Ce lundi à 14 heures, une minute de silence était proposée dans tous les collèges et les lycées. Au collège Jean-Monnet à Yssingeaux, des élus et le sous-préfet se sont joints aux élèves et aux professeurs pour ce recueillement solennel.
A tour de rôle, plusieurs professeurs ont lu un texte écrit par Anne Roumanoff samedi au lendemain de l'attentat d'Arras où un professeur de français a été assassiné. Et ce lundi 16 octobre correspondant au 3e anniversaire d'un autre drame dans l'enceinte d'un établissement scolaire, celui de Samuel Paty, enseignant d'histoire.
Visiblement très émue, la principale du collège public d'Yssingeaux, Valérie Eteocle, a assuré au micro devant 400 collégiens que "notre mission est plus que jamais indispensable pour défendre nos valeurs républicaines de laïcité, de liberté, de tolérance face à l'adversité et aux extrémismes qui nous menacent. Soudés, résilients, nous surmonterons encore une fois de plus ce traumatisme. Notre lumière est plus forte que leurs ténèbres".
Dans la cour, des collégiens ont brandi quelques panneaux en carton sur lequel ils ont inscrit des slogans et des remerciements vis-à-vis des enseignants : "Stop", "Eduquer, c'est résister", "Non à la violence" ou encore "Nos enseignants, nos héros".
Dès le matin, les enseignants avaient pu échanger sur le sujet avec leurs élèves ou entre eux. "Ils en avaient besoin", estime Valérie Etéocle. "Trois ans après Samuel Paty, ça recommence. Le moment est encore plus grave dans un climat qui l'est aussi. Ça ravive de mauvais souvenirs."
Le texte d'Anne Roumanoff
AU REVOIR DOMINIQUE BERNARD !
Une vie à retourner à l’école chaque jour, à enseigner, à tenter de se faire respecter.
Une vie à corriger des copies le soir, le week-end, à annoter à l’encre rouge ou bleue turquoise « Peut mieux faire …», à encourager « Des nets progrès, continuez ! », à déceler les potentiels timides « Prenez confiance ! » avec des points d’exclamation pour donner un peu de poids à ses mots.
Une vie passée à lire encore et toujours, à chercher des nouvelles façons de les intéresser . Allumer la lumière dans les yeux éteints.
Lutter contre les écrans qui les happent, contre les réseaux qui schématisent, leur apprendre à penser par eux-mêmes.
Les encourager à poser leurs questions maladroites, ne jamais se moquer.
Une vie à les regarder s’endormir en cours et à tenter de les réveiller.
Espérer arriver à les éveiller.
Une vie à répéter des consignes, à organiser des réunions parents-profs, à convoquer les élèves qui perdent pied, à recevoir les parents jamais contents.
Une vie à subir les changements de ministres, de programmes, de consignes et de directeurs, à s’adapter en râlant juste un peu.
Une vie à être découragé souvent, agréablement surpris parfois.

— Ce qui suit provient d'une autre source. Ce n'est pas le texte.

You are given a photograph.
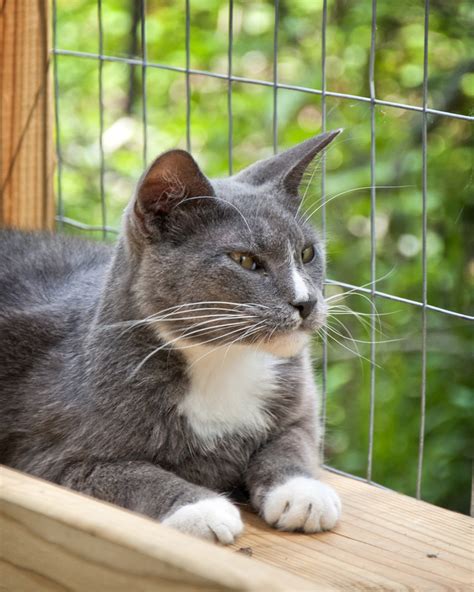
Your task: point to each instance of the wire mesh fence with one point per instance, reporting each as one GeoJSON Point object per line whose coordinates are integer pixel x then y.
{"type": "Point", "coordinates": [145, 65]}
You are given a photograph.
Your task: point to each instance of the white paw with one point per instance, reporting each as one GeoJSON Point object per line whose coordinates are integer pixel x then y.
{"type": "Point", "coordinates": [214, 518]}
{"type": "Point", "coordinates": [302, 504]}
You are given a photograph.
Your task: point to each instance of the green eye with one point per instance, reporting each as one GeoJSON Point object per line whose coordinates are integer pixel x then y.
{"type": "Point", "coordinates": [307, 254]}
{"type": "Point", "coordinates": [244, 260]}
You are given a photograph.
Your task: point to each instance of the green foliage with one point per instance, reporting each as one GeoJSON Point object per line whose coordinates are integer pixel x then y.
{"type": "Point", "coordinates": [398, 220]}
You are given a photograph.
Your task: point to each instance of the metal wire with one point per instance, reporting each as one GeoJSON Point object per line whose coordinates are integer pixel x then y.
{"type": "Point", "coordinates": [230, 116]}
{"type": "Point", "coordinates": [144, 82]}
{"type": "Point", "coordinates": [372, 101]}
{"type": "Point", "coordinates": [275, 77]}
{"type": "Point", "coordinates": [424, 188]}
{"type": "Point", "coordinates": [373, 250]}
{"type": "Point", "coordinates": [279, 85]}
{"type": "Point", "coordinates": [57, 121]}
{"type": "Point", "coordinates": [324, 361]}
{"type": "Point", "coordinates": [103, 205]}
{"type": "Point", "coordinates": [188, 76]}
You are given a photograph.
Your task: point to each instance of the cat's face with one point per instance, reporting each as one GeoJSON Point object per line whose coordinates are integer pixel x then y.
{"type": "Point", "coordinates": [229, 261]}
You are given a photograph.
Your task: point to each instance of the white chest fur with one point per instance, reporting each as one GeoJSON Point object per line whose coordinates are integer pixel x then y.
{"type": "Point", "coordinates": [229, 389]}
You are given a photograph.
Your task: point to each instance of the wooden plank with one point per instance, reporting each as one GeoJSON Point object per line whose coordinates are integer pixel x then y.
{"type": "Point", "coordinates": [385, 541]}
{"type": "Point", "coordinates": [26, 153]}
{"type": "Point", "coordinates": [54, 539]}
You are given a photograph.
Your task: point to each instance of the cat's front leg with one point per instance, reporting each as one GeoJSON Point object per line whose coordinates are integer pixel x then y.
{"type": "Point", "coordinates": [284, 490]}
{"type": "Point", "coordinates": [160, 494]}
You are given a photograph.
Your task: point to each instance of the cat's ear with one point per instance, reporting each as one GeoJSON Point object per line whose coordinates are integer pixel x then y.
{"type": "Point", "coordinates": [287, 168]}
{"type": "Point", "coordinates": [169, 181]}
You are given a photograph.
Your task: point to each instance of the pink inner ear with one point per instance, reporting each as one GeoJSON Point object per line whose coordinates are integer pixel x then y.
{"type": "Point", "coordinates": [173, 177]}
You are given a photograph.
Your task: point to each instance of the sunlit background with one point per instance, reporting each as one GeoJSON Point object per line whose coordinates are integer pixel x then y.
{"type": "Point", "coordinates": [398, 78]}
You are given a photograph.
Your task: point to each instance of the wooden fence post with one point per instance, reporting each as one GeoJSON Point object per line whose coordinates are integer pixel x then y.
{"type": "Point", "coordinates": [27, 156]}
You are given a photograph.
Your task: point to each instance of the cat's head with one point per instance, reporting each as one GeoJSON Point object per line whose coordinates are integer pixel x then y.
{"type": "Point", "coordinates": [229, 260]}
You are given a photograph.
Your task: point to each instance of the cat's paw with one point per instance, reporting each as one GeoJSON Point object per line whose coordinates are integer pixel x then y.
{"type": "Point", "coordinates": [213, 519]}
{"type": "Point", "coordinates": [302, 504]}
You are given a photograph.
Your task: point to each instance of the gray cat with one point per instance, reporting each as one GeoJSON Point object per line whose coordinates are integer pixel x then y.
{"type": "Point", "coordinates": [173, 369]}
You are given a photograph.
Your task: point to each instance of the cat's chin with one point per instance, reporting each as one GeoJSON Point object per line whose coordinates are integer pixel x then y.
{"type": "Point", "coordinates": [286, 345]}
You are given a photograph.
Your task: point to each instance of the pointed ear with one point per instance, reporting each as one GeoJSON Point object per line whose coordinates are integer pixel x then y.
{"type": "Point", "coordinates": [170, 179]}
{"type": "Point", "coordinates": [287, 168]}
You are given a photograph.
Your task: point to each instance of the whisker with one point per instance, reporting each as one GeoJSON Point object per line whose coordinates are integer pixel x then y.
{"type": "Point", "coordinates": [326, 201]}
{"type": "Point", "coordinates": [186, 336]}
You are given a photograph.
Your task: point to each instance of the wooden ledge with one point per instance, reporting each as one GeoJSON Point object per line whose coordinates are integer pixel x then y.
{"type": "Point", "coordinates": [55, 539]}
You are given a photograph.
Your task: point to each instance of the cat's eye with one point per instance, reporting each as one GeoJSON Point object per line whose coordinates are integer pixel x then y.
{"type": "Point", "coordinates": [245, 260]}
{"type": "Point", "coordinates": [307, 254]}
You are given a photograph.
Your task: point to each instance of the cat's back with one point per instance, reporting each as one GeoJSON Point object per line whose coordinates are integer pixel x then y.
{"type": "Point", "coordinates": [39, 269]}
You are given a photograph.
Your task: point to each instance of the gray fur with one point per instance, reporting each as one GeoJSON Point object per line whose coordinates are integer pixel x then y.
{"type": "Point", "coordinates": [75, 409]}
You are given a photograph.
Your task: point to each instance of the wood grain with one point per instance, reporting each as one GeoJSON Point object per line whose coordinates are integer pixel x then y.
{"type": "Point", "coordinates": [385, 541]}
{"type": "Point", "coordinates": [56, 540]}
{"type": "Point", "coordinates": [26, 153]}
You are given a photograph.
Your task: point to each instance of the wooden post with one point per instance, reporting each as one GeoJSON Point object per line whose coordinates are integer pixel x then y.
{"type": "Point", "coordinates": [26, 153]}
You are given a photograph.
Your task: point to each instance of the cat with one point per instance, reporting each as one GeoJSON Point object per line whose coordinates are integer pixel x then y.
{"type": "Point", "coordinates": [172, 370]}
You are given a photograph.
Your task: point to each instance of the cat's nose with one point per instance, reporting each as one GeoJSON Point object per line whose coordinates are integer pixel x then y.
{"type": "Point", "coordinates": [304, 307]}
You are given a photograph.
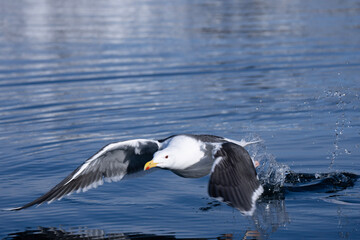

La sensation de répéter toujours la même chose. Se demander parfois pourquoi.
Une vie à tenter garder l’enthousiasme, à tout faire pour ne pas devenir un prof aigri et blasé. Continuer d’y croire. Prendre du plaisir à transmettre.
Une vie à écouter des exposés maladroits annônés par des voix qui muent, à supporter les « euh, donc, voilà", à répéter "pas de portable en cours".
Donner des petits cours pour arrondir les fins de mois, dire « avec mon petit salaire de prof, je ne peux pas me le permettre ». Calculer chaque dépense mais se donner sans compter.
Expliquer, répéter, écouter, parler, lire, écrire, être fatigué .
La fête de fin d’année. Tant de fêtes de fins d’années, tous ces élèves croisés, tous ces collègues enseignants.
Le café qu’on partage à la va-vite pour se donner du courage avant d’aller les affronter.
Des remerciements parfois des années plus tard quand on croise un ancien élève au marché, « Vous avez été important pour moi, Monsieur vous savez » , quelques mots murmurés comme dans un souffle et l’homme s’éloigne un peu gêné avec sa femme et la poussette du petit. Les petits mots à la fin de l’année griffonnés sur un bout de papier qu’ils ont écrit à plusieurs, le cadeau collectif, un livre qu’on a déjà lu, souvent. Remercier, se dire que tout cela n’est pas vain. Que ça valait le coup de se fatiguer comme ça.
Juste envie de pleurer quand je regarde la photo de ce professeur.
Au revoir monsieur Dominique Bernard.